И вот этот самый Селиванов стоял теперь передо мной, чтобы ответить на мой вопрос.
— Ну так говори, почему ты скрыл, что пальма искусственная? — повторил я вопрос.
— Да какая была надобность? Радость и так недолговечна, сама угаснет.
— А ты разве не знаешь, что у лжи короткие ноги?
— Короткие ноги у глупой лжи, а умная-то переживет сотни поколений.
— Что за ерунда, откуда ты это взял?
— Я так понимаю: без лжи человек не проживет.
— Это почему же?
— Жизнь горька, надо ее подсластить.
— И ты считаешь ложь сладостью?
— Когда ложь необходима, она как сахар сладка!
— Тогда как же праведники живут на белом свете?

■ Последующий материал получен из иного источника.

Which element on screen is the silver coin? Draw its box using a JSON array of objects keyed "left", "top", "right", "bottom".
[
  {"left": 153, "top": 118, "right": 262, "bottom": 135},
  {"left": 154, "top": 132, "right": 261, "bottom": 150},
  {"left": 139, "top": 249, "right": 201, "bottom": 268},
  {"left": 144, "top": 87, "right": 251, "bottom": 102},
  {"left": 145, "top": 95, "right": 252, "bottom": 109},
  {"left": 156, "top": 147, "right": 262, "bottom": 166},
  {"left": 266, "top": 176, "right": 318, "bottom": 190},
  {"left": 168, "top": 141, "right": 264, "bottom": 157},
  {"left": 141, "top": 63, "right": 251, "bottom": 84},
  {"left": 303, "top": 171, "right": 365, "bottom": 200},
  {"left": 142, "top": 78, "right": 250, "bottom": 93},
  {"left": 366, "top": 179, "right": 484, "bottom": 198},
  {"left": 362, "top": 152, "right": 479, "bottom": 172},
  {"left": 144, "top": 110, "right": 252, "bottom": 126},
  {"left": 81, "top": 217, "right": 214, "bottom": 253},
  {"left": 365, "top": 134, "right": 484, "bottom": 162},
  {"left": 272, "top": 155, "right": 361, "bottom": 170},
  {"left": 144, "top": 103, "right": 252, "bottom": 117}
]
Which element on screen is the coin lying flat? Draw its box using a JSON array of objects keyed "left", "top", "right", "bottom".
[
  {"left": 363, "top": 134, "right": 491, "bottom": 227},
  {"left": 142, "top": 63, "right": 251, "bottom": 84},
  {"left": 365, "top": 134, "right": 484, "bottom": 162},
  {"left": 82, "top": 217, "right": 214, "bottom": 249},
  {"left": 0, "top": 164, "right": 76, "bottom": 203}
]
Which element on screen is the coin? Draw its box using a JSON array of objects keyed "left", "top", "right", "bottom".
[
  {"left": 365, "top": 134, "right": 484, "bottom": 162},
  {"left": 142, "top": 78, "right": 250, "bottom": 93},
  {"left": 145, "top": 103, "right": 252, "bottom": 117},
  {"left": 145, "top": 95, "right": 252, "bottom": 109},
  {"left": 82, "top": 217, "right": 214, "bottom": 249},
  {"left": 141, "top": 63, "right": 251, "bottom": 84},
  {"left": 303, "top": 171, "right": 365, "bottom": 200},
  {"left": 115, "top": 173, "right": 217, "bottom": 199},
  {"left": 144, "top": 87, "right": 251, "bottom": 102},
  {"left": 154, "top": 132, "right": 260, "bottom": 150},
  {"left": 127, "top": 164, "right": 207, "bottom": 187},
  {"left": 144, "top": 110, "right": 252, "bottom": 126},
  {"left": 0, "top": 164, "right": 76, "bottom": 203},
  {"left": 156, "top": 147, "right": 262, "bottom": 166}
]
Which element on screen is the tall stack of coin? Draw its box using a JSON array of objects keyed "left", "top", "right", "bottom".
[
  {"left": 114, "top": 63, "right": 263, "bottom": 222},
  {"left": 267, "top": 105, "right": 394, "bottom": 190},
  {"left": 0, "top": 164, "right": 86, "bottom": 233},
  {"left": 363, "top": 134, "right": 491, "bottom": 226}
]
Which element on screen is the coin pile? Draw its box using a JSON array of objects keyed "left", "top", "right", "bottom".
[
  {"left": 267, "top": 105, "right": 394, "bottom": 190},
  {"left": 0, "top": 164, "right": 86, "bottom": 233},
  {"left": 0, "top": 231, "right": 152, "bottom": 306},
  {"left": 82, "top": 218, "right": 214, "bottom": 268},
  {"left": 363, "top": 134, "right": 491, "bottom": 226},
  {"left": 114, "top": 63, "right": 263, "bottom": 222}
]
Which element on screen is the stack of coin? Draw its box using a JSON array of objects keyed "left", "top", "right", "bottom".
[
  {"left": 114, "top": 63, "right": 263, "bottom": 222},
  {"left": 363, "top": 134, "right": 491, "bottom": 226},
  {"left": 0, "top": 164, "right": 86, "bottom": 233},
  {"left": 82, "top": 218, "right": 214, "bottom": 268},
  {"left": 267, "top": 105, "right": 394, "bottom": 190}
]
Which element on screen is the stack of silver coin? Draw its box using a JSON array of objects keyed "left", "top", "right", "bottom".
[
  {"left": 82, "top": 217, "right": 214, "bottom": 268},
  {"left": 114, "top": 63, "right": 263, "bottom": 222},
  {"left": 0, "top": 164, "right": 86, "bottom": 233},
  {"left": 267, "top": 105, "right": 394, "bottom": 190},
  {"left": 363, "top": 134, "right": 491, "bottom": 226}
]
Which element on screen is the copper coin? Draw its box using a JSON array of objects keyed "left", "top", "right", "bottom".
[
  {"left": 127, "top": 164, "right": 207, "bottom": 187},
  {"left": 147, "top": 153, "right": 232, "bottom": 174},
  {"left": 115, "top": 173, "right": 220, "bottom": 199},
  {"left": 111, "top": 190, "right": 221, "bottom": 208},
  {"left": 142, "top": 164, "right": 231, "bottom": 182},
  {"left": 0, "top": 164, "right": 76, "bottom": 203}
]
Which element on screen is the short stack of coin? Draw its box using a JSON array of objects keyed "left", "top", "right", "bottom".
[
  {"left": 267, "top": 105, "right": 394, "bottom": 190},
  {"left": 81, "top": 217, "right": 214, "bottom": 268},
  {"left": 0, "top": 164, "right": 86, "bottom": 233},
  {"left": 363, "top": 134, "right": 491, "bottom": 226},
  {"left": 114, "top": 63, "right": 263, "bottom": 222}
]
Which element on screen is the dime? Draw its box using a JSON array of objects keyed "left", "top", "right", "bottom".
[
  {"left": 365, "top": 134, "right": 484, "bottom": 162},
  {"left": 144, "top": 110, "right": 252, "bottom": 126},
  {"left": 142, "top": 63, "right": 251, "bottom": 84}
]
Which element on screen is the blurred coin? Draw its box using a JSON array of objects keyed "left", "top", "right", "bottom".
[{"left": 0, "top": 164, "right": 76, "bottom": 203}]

— Одна только правда, как и голая ложь, — не годится; их надо смешивать, сдабривать одну другой, а чего требуется больше, это зависит от обстоятельств. Тот, кто умело их замешивает, тот и мудрец.
— Мудрец или же просто безнравственный человек?
— Безнравственность — обман с дурной целью, а обмануть с пользой — уже мудрость.
— Выходит, ты согласен с тем, что проповедуют иные философы: правды, мол, не существует и не ищите ее?
— Нет, я этого не говорю; правда существует, но иногда ее добиваются с помощью лжи. Ложь — это мостик на другой берег, на берег правды.
— Ты это в священных книгах вычитал?
— Нет, сейчас мы ушли далеко вперед от священных книг.
— По-нашему это называется чушью, Селиванов!
— Как хотите, так и называйте. Я только хочу сказать, что есть ложь во спасение душ…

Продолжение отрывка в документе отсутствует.